UBC Theses and Dissertations
Spark ignition of partially stratified gaseous fuel-air mixtures Chan, Edward C.
The Partially Stratiﬁed Charge (PSC) strategy aims to stabilize the spark ignition of lean-burn natural gas fueled internal combustion engines. This results in an extension of unthrottled load control, as well as a reduction in regulated pollutant and carbon dioxide emissions. While engine experiments demonstrated the feasibility of this technology, its fundamental enabling mechanisms have yet to be identified. An experimental / numerical approach was taken for the current investigation, using an idealized PSC ignition system. The PSC injection took place in a constant volume combustion chamber (CVCC) into an initially quiescent bulk mixture. A customized injection system was also developed.

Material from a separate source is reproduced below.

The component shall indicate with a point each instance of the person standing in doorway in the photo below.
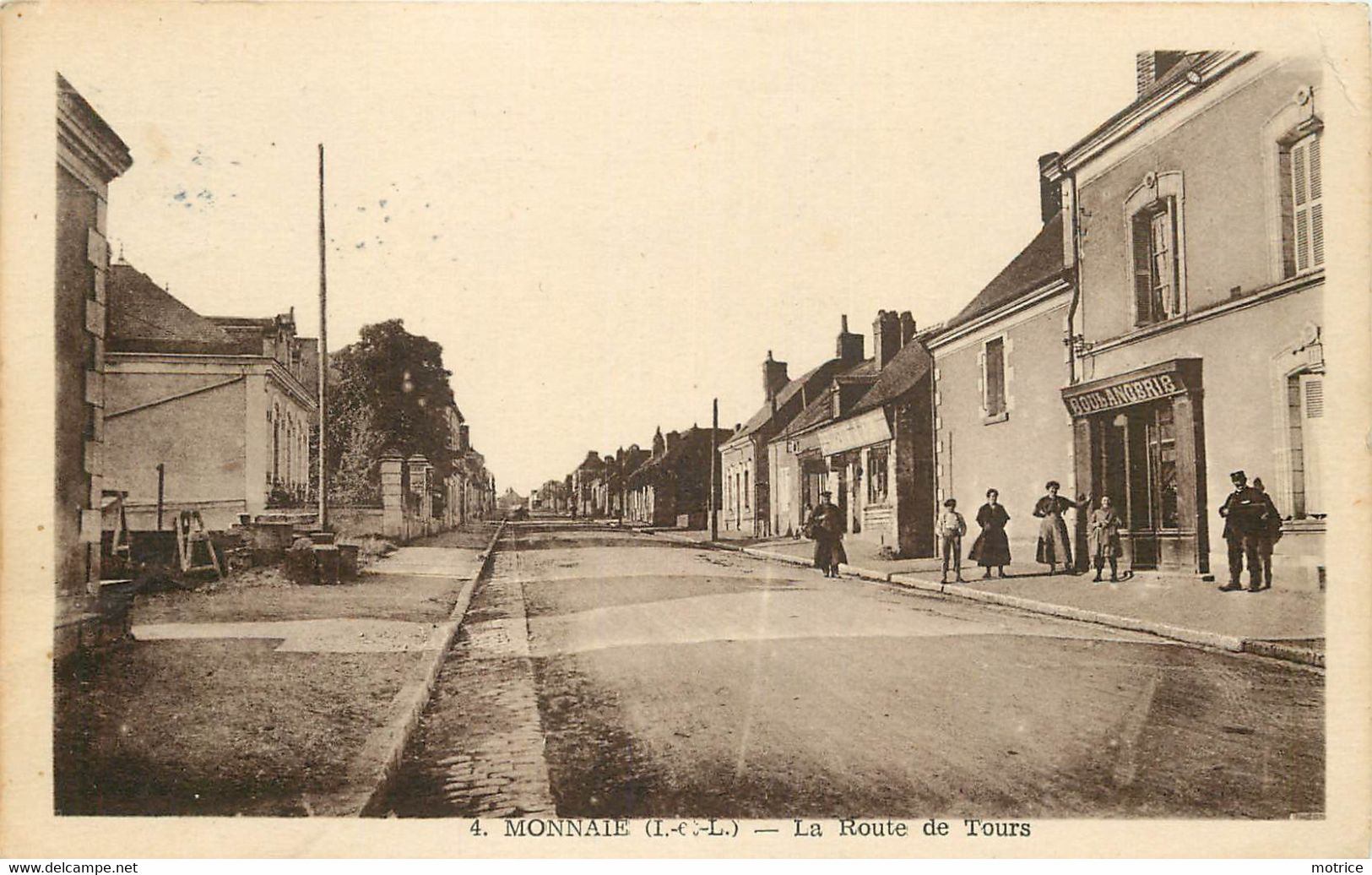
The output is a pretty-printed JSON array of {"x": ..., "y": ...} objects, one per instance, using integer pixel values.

Experimental results indicated that stable combustion could be achieved with PSC at an air-to-fuel ratio of λ = 2.0. Furthermore, the use of double PSC injection facilitated additional consumption of the bulk fuel. The experiments also identified three primary enabling mechanisms under which PSC assists in ultra-lean spark ignited combustion. Additional insights were provided through numerical modeling. The PSC jet was modeled using the standard k−epsilon model and was found to be in excellent agreement with the experimental results in terms of penetration and entrainment. Meanwhile, the Eddy Dissipation Concept (EDC) model was used to simulate the combustion under PSC. While the computational model lacked the ability to properly predict combustion rates in the turbulent-to-laminar ﬂame transition, the ignition and early combustion phases were properly captured. The numerical framework was applied to engine conditions, and the modeled data were validated using existing experimental results. A semi-analytical ignition model was developed using detailed chemical kinetic mechanisms. A turbulent ignition parameter was derived accordingly to characterize the likelihood of an ignition event leading to combustion. The engine simulation results also provided further information in PSC charge formation, as well as ﬂame propagation. The results of this research gave rise to an improved design for future generation PSC injection / ignition devices.